Lorsque des chercheurs ont exposé des souris à des conditions qui provoquent la panique chez les humains, soit du CO2 ou un médicament appelé FG-7142—PACAPPBL→DR les neurones s’illuminent d’activité. Physiologiquement, la version souris de la panique impliquait également l’immobilité et une augmentation du rythme respiratoire. Lorsque les souris ont été conditionnées à associer un son à un choc au pied – souvent considéré comme un modèle animal de peur ou d’anxiété – l’activité de ces neurones a en réalité diminué, ce qui suggère que différentes populations neuronales répondent à ces deux types différents de stimuli.
Ensuite, les chercheurs ont démontré que l’activation optogénétique de ces neurones produisait des comportements de type panique, tandis que l’inhibition chimiogénétique réduisait la panique, même face au CO.2 inhalation. Ils ont en outre confirmé l’importance de cette voie en manipulant les neurones DR qui recevaient les informations des neurones producteurs de PACAP. L’inhibition chimiogénétique de ces neurones ou le blocage pharmacologique direct de leurs récepteurs PACAP ont également réduit les réponses de panique. La définition de cette voie panicogène et de ses molécules de signalisation pertinentes pointe vers des cibles thérapeutiques potentielles pour le trouble panique.

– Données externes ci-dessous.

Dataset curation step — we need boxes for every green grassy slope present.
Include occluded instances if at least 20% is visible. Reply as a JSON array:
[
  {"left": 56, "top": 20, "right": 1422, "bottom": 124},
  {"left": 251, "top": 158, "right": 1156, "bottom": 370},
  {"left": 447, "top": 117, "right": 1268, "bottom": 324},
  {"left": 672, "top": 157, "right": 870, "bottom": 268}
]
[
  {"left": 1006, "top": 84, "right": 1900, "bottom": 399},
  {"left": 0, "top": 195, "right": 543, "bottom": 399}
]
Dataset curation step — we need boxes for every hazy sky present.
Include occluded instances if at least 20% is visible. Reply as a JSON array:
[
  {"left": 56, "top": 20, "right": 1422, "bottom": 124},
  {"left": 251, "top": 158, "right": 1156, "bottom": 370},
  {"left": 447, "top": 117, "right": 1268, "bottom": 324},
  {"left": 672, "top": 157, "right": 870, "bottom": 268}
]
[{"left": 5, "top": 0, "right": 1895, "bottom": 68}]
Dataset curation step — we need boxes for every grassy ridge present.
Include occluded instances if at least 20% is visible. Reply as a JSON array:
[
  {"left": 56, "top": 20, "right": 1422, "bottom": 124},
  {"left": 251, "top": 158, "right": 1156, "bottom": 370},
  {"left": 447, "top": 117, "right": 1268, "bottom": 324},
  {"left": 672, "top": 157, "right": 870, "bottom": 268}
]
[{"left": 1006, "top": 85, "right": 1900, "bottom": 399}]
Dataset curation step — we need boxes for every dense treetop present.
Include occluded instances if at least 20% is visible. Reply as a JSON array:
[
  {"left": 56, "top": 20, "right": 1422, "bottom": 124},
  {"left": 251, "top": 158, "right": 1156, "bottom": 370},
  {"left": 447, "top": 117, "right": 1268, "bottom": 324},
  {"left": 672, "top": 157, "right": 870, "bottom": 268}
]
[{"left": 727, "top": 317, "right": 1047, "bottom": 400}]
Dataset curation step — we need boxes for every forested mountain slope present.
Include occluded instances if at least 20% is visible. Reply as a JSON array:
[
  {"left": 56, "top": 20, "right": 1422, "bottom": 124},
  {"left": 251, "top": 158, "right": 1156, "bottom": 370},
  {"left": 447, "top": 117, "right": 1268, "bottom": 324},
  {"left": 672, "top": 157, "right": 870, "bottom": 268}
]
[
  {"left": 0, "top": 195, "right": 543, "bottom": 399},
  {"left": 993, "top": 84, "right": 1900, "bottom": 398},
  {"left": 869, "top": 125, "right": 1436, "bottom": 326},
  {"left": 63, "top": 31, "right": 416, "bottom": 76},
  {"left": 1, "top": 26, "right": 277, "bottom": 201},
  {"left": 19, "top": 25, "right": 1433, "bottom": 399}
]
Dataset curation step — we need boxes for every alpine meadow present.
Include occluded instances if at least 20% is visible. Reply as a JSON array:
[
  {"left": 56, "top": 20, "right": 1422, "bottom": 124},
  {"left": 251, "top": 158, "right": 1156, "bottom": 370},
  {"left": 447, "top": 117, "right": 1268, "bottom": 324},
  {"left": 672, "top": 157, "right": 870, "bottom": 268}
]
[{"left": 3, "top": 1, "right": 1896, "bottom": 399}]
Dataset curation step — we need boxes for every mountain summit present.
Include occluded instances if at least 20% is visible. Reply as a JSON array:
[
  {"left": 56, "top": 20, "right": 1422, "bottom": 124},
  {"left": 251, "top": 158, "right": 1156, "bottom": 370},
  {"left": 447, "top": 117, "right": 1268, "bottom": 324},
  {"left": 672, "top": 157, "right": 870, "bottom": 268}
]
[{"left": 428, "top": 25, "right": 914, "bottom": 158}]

« Cette (étude) a fourni non seulement un nouveau circuit, mais également certains endroits où le circuit de panique pourrait interagir avec certains (circuits) de peur et d’anxiété », a déclaré Hammack.
Han est impatient de continuer à explorer les relations entre ces différents circuits cérébraux. « Dans l’étude, nous avons montré que les neurones PACAP du noyau parabrachial latéral reçoivent largement un apport inhibiteur du noyau central de l’amygdale », a déclaré Han. « Ainsi, notre prochaine question (se concentre sur) cet apport inhibiteur aux neurones parabrachiaux PACAP. Comment ce circuit contribue-t-il à la panicogenèse ? »
Il souhaite notamment déterminer si les stimuli qui activent le noyau central de l’amygdale peuvent supprimer l’activité des neurones PACAP dans la PBL, explorant ainsi l’hypothèse selon laquelle la peur pourrait supprimer la panique. Bien que cela soit encore spéculatif, Han a déclaré que cela pourrait potentiellement éclairer le développement de nouvelles thérapies comportementales. Si un stimulus légèrement aversif, comme un petit choc ou une image effrayante, pouvait freiner les crises de panique, cela pourrait profiter aux personnes souffrant de trouble panique.